‘Miko’ is een atypische manga van eigen bodem
Evi Nijs, ‘Miko’
Een miko (巫女) is een soort shintoïstische priesteres. Miko werden ooit waarschijnlijk gezien als sjamanen en dus boodschappers van de goden. Dezer dagen staan ze vooral in dienst van de mensen en het heiligdom, zoals een tempel. Hun taken kunnen daar variëren van heilige reinigingen tot het uitvoeren van de heilige Kagura-dans. Voilà, nu duidelijk is wat een miko is, kunnen we van start gaan.
Miko Chizu moet een pakketje gaan afleveren aan de Ryujintempel bij priester Yamana. Ze kan dat wel alleen, maar Okuro Renjiro, een ronin of samoerai, wil haar per se vergezellen op haar queeste. Wat in het pakje zit, is geheim en dat zal het ook blijven tot het bittere eind. Op de tocht komt het duo in aanraking met draken, grote meervallen, de typische Japanse kois … Kortom: alles wat een Japans verhaal moet bevatten om spannend te zijn.
Manga in Nederland
De Nederlandse scenariste en tekenares Evi Nijs is nog geen al te bekende naam in ons striplandschap. Je zou haar kunnen kennen van ‘Ademnood’ of ‘Alex en het feest van Jeroen Bosch’, maar ‘Miko’ is hopelijk hét album van de doorbraak.

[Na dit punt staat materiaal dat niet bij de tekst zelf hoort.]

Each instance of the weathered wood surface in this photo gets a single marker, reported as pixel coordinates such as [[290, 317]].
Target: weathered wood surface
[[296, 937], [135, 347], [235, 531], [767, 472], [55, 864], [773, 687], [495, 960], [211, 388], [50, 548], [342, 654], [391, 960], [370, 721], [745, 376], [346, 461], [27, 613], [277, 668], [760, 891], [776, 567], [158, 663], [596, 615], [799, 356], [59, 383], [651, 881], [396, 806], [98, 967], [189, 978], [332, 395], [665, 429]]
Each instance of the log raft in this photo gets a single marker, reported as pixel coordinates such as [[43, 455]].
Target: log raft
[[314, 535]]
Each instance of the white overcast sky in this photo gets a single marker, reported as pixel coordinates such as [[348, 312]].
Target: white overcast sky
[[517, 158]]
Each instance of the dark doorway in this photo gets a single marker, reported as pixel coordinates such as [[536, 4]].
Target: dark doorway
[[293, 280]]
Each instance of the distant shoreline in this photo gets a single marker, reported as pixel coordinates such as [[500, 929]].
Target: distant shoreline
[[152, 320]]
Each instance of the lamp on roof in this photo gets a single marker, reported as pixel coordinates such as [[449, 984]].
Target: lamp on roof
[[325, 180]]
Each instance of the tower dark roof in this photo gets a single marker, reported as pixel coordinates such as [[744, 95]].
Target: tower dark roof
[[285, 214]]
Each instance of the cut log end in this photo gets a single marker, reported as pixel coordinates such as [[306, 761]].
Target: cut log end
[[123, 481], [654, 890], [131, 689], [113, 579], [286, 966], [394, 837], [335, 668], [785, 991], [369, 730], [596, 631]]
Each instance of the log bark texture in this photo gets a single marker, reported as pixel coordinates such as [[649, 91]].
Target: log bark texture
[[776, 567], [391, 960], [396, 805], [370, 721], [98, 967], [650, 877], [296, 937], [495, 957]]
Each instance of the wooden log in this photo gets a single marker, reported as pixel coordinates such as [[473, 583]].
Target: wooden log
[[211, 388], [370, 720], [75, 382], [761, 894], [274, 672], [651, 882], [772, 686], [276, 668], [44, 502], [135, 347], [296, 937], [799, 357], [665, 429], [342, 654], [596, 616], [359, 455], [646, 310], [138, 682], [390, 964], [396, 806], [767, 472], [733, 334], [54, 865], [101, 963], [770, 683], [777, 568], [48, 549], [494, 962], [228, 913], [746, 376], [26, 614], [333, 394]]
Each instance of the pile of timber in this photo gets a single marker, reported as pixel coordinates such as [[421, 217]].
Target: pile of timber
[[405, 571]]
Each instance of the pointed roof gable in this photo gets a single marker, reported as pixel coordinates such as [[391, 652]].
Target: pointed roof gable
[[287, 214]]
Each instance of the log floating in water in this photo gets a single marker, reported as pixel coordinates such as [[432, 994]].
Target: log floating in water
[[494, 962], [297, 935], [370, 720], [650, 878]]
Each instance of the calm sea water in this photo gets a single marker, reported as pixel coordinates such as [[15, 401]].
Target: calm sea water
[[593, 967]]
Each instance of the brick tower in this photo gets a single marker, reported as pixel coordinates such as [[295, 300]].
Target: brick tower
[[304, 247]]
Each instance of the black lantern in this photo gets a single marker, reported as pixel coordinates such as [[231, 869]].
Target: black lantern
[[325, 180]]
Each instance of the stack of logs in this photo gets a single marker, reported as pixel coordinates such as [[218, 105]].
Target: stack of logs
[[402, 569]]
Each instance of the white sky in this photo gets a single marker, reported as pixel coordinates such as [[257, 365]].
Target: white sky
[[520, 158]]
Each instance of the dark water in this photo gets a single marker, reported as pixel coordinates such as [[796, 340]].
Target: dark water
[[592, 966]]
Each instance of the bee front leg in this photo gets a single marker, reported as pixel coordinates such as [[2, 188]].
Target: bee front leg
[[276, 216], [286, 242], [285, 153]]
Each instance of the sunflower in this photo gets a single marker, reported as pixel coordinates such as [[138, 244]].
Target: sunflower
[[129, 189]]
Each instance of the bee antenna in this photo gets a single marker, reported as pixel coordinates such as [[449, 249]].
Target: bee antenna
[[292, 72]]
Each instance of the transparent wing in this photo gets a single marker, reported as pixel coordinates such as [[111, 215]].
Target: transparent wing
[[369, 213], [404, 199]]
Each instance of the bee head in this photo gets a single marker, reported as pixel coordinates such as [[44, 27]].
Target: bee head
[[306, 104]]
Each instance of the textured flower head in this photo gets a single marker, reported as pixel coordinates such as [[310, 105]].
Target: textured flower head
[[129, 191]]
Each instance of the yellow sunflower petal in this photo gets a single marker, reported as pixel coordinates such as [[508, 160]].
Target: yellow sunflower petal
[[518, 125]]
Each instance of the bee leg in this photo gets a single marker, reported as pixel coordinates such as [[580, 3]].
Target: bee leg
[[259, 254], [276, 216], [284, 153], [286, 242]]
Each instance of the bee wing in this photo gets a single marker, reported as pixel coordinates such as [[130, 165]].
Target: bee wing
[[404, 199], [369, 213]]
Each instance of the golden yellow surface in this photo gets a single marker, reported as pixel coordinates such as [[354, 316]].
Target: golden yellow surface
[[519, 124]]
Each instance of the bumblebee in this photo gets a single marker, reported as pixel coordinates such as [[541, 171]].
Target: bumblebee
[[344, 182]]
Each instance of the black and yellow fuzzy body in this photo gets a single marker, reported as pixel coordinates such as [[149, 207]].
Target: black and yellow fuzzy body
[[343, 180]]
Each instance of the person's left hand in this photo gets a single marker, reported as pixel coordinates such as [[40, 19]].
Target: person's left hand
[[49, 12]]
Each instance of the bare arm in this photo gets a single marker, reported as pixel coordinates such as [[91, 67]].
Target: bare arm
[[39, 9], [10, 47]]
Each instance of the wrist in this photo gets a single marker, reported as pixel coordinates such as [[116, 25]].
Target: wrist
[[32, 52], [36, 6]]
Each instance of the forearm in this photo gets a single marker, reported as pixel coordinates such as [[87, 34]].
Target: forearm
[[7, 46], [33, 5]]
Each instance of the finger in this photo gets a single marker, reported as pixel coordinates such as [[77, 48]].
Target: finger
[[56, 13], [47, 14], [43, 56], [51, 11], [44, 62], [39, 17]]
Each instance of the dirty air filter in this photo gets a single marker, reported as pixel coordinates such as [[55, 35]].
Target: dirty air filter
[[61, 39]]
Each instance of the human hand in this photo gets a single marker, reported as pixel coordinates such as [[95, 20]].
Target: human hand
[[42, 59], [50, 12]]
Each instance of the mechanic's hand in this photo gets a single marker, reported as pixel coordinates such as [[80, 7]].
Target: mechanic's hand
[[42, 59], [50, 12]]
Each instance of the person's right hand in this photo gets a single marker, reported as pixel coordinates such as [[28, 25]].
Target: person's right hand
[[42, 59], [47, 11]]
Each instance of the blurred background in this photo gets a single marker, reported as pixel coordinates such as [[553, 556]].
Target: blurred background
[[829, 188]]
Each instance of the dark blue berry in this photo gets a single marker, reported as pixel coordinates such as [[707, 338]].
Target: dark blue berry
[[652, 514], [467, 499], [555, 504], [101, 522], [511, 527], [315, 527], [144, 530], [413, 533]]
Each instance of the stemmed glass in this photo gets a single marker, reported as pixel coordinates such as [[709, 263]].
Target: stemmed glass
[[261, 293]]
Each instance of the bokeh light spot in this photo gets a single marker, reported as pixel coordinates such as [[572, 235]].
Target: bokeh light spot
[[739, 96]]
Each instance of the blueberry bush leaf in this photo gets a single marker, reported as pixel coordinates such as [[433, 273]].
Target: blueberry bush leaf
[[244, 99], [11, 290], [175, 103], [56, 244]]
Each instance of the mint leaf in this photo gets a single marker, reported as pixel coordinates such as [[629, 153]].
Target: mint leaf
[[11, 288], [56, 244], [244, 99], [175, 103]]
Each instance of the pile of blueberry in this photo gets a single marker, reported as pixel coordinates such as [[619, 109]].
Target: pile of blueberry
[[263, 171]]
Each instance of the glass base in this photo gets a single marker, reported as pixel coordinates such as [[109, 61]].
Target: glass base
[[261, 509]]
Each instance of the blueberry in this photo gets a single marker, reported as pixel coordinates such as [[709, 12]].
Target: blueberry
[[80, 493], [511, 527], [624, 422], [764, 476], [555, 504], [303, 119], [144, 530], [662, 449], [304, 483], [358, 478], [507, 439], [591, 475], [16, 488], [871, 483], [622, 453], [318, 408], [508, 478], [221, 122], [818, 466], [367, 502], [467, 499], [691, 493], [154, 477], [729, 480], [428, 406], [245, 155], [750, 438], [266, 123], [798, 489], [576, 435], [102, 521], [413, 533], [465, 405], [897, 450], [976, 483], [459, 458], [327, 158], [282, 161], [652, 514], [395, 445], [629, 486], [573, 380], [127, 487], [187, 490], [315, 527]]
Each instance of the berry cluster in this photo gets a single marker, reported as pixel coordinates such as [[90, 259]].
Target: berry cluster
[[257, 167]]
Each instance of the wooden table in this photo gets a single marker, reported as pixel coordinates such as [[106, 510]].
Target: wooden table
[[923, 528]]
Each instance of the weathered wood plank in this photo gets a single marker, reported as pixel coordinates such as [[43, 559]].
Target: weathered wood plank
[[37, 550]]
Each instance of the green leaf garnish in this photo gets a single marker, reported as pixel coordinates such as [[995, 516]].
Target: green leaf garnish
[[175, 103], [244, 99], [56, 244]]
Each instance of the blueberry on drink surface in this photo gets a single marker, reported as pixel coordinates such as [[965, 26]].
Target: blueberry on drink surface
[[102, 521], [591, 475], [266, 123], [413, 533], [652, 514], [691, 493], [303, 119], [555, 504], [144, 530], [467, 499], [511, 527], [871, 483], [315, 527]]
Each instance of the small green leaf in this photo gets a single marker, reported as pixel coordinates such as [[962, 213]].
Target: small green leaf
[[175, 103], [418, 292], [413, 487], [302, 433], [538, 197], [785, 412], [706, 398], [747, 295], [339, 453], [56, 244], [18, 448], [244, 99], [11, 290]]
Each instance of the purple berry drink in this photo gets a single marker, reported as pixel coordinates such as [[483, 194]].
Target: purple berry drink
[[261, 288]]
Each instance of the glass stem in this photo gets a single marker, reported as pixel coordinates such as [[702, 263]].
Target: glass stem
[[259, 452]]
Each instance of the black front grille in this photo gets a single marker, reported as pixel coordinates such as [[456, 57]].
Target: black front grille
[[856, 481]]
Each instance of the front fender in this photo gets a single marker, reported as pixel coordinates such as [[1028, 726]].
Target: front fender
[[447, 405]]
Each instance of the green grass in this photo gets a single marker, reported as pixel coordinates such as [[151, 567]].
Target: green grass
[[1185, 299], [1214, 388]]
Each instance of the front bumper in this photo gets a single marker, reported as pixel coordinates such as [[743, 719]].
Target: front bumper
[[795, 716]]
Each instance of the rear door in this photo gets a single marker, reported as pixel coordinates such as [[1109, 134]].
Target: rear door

Uitgeverij Hanabi Publishers, een Nederlandse samenwerking tussen Syndikaat en Leeuwenhart, wil talent van eigen bodem de kans geven om manga’s uit te brengen. Toch hebben we met deze westerse ‘Miko’ niet het gevoel dat we echt een manga aan het lezen zijn.
Het formaat mag dan wel kleiner zijn dan een doorsnee stripverhaal, toch behoudt ‘Miko’ de leesrichting van onze strips. We moeten het boek dus niet ‘andersom’ lezen, zoals normaal gezien het geval is bij de Japanse manga, maar daardoor leest het wel als een sneltrein. Dat heeft eveneens met het verhaal zelf te maken: geen inleiding, meteen to the point. Dat rechtuit-gevoel krijg je ook van de personages. Noch Chizu, noch Renjiro draaien rond de pot. Heerlijk, toch?
Japan gestript
Ook op grafisch vlak is ‘Miko’ niet het bombastische werk dat we gewoon zijn van manga’s. Denk maar aan de typische enorme ogen, uit de kaders komende personages en uitgesproken mimiek. Hier komen de gezichten van de personages soms ietwat hoekig over, maar de ruime kaders met veel aandacht voor decor en sfeerzetting maken veel goed. De inkleuring van Jop Gillissen is bovendien erg frivool en zorgt voor een positieve sfeer in het verhaal.
Dat Evi Nijs’ manga atypisch is, neemt niets weg van de kwaliteit. Met een leuke queeste en een wijze levensles smaakt dit naar meer. En heb je na het lezen nog niet genoeg van ‘Miko’ zelf? Bekijk dan Nijs’ schetsen online. Ze zijn het waard.